Craige Mackenzie, farmer and CEO/director, AgriOptics New Zealand: We start with things like autosteer on the tractor, and once you have it on one, you’ve got to have it on all of them. So, you turn at the end, hit the button and it automatically drives to the far end. But that allows us to spatially apply different products and fertilisers in different areas to match exactly what the crop needs. The returns are huge. The opportunities to even the crops up – it just means that we can really drive productivity without actually necessarily using as much fertiliser.
Ellen Ashmore, food chemistry scientist, ESR: There is much more need to collaborate with those producers overseas and the importers and exporters. And that brings together scientists from all over the world, but also from the different disciplines of science.

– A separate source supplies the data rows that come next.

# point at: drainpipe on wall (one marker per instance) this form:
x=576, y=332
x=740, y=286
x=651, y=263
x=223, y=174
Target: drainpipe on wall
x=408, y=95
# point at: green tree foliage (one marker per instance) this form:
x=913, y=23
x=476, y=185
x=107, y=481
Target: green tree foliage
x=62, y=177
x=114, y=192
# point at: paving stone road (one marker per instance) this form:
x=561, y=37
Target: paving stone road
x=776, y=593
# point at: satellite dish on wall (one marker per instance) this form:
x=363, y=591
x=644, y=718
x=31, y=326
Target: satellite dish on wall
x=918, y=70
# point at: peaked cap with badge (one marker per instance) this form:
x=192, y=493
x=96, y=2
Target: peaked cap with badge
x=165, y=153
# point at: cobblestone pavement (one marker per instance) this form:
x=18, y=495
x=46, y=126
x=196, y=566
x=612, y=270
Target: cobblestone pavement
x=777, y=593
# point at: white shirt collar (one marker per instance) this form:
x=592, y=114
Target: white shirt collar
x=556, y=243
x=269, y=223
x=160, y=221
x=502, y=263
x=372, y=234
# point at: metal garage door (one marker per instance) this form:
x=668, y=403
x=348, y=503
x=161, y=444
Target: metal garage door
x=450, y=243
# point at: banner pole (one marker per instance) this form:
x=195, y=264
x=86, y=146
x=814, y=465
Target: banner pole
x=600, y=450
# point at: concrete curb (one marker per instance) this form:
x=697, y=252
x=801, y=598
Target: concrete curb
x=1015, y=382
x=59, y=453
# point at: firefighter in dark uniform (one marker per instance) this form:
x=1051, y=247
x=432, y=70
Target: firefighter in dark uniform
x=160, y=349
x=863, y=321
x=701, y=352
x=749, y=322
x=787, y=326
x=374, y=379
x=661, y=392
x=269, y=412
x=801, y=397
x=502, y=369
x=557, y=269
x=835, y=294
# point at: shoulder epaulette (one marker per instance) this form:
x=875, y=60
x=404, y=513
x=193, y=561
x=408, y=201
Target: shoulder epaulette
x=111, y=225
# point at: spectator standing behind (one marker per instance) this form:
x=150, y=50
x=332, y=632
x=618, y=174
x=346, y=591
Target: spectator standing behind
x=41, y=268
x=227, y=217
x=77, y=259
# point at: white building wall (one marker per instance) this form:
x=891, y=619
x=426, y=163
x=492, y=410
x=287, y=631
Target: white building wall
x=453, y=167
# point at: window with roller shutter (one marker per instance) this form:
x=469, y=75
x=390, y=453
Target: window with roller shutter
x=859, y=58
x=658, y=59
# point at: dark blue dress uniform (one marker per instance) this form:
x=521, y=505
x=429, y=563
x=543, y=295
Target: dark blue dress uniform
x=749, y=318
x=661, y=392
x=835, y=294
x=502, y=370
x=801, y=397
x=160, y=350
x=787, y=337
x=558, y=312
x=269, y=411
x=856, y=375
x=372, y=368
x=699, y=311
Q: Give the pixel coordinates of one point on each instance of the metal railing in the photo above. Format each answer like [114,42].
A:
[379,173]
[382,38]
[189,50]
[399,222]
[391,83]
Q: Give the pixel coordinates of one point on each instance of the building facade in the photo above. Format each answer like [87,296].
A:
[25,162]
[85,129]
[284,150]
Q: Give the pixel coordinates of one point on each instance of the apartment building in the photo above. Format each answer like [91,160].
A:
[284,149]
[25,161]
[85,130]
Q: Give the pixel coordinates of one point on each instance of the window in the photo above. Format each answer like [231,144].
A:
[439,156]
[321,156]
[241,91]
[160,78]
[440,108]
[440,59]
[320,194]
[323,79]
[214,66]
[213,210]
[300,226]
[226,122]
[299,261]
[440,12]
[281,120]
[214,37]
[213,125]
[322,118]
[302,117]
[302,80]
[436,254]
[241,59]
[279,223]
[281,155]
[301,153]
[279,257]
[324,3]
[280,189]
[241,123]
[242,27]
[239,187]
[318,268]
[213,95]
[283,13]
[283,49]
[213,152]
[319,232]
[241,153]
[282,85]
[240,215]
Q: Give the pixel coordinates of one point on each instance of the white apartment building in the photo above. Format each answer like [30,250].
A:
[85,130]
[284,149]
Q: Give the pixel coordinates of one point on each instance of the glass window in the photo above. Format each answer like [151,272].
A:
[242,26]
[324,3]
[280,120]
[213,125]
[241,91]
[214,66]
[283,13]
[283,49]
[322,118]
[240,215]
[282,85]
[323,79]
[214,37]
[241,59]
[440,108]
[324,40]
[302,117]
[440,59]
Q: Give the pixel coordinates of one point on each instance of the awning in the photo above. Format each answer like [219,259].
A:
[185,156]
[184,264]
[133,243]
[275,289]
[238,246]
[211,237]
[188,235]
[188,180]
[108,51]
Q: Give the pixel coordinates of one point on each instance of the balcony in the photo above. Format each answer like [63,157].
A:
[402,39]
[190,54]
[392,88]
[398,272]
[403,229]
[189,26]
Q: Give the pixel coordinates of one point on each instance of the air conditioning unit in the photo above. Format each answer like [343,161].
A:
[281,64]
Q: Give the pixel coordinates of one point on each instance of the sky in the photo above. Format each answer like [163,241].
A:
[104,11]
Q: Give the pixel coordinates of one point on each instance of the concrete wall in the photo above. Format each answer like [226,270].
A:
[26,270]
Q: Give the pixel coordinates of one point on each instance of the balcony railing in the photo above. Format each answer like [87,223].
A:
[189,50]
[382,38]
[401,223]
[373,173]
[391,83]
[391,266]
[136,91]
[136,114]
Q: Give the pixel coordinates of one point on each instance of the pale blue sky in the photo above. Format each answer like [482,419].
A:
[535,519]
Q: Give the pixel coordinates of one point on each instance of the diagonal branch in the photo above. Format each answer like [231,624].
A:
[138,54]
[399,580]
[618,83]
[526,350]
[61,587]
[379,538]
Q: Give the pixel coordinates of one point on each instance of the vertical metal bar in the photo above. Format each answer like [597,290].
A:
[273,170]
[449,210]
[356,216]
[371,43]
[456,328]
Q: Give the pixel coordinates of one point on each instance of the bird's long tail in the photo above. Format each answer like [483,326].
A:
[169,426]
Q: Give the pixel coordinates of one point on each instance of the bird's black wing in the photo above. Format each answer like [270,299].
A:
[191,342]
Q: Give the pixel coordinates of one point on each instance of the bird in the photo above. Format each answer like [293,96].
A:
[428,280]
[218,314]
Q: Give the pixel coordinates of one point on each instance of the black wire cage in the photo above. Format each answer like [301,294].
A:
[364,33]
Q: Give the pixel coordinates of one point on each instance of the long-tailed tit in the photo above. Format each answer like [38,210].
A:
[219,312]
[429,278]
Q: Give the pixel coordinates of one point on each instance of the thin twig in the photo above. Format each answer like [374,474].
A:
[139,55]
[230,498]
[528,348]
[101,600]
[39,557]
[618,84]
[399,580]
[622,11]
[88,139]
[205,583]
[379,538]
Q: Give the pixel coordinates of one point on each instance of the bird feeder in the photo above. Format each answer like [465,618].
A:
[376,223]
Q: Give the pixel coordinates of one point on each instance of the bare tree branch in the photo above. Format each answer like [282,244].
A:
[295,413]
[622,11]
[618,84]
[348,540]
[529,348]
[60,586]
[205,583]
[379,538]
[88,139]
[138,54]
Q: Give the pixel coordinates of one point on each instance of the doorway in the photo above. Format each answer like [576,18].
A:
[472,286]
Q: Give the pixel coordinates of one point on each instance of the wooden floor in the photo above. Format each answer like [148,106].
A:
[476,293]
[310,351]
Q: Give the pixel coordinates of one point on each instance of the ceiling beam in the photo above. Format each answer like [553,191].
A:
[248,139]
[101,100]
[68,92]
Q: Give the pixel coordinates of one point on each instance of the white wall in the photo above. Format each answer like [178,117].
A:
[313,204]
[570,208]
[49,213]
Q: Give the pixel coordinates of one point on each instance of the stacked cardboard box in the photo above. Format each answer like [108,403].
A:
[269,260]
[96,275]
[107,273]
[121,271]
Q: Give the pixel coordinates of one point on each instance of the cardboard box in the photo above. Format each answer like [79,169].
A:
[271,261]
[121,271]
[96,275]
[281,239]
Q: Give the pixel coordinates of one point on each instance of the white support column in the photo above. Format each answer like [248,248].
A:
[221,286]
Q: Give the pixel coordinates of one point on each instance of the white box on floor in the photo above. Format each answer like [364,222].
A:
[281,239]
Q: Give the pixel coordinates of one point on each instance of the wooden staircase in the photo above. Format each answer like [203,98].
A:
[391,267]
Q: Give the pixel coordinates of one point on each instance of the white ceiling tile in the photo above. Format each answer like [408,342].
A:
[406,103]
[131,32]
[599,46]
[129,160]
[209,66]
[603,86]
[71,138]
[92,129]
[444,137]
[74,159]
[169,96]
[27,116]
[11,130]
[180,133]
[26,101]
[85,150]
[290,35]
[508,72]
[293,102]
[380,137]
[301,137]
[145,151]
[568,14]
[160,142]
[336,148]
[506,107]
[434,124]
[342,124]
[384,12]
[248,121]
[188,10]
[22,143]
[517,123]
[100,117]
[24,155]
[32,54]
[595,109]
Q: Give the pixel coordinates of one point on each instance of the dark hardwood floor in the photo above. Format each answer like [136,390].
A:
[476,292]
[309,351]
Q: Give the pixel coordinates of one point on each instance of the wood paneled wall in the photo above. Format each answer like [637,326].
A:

Associate Professor Māui Hudson, University of Waikato: Certainly within the Māori space, when thinking about mātauranga Māori all of it has been informed by an evidence base. Just like there is no end point to science, it’s something that’s constantly evolving and we’re developing our understanding and deepening our knowledge. We do the same thing both with mātauranga and also the relationship between the two and how we can use them.
Traci Houpapa, chair of the Federation of Māori Authorities and Landcorp New Zealand: Uplift and performance, productivity and profitability is going to come from research and technology, is going to come from innovation.
Dr Mark Harris, global marketing manager, Gallagher: Innovation has become part of our culture. So everyone who works here knows that what we do is we redefine the future. We try and improve the lives of our customers, you know, so we’re constantly trying to change the way farmers use our technology.
Aaron Gunn, technical and resource manager, Port Blakely NZ: There’s so much more complexity to the forestry sector. It’s not just a person on a chainsaw or cutting a tree down. Our field operations are changing so much. We’ve got robotics coming in. We’ve got UAVs. We’ve got laser technologies that we use from the sky. It’s a constantly changing world and it’s just so fascinating.
Lucy Griffiths, marketing consultant and owner of Innov8 Aotearoa: You can be working with you know the Callaghan Institutes and the Riddetts and be creating products that are high value and branding those – and then carrying them to the world with our New Zealand imagery.
Ian Proudfoot, global head of agribusiness, KPMG: We’ve got this challenge – we’re not local, but we can use technology to make ourselves local and that’s a huge opportunity for us to reposition where we sit in the supply chain.
Dr Ian Ferguson, departmental science advisor, MPI: There’s a lot of areas where science is used now. And I think what I would want to see – and hope that young people want to see – is that this is somewhere they can develop a passion.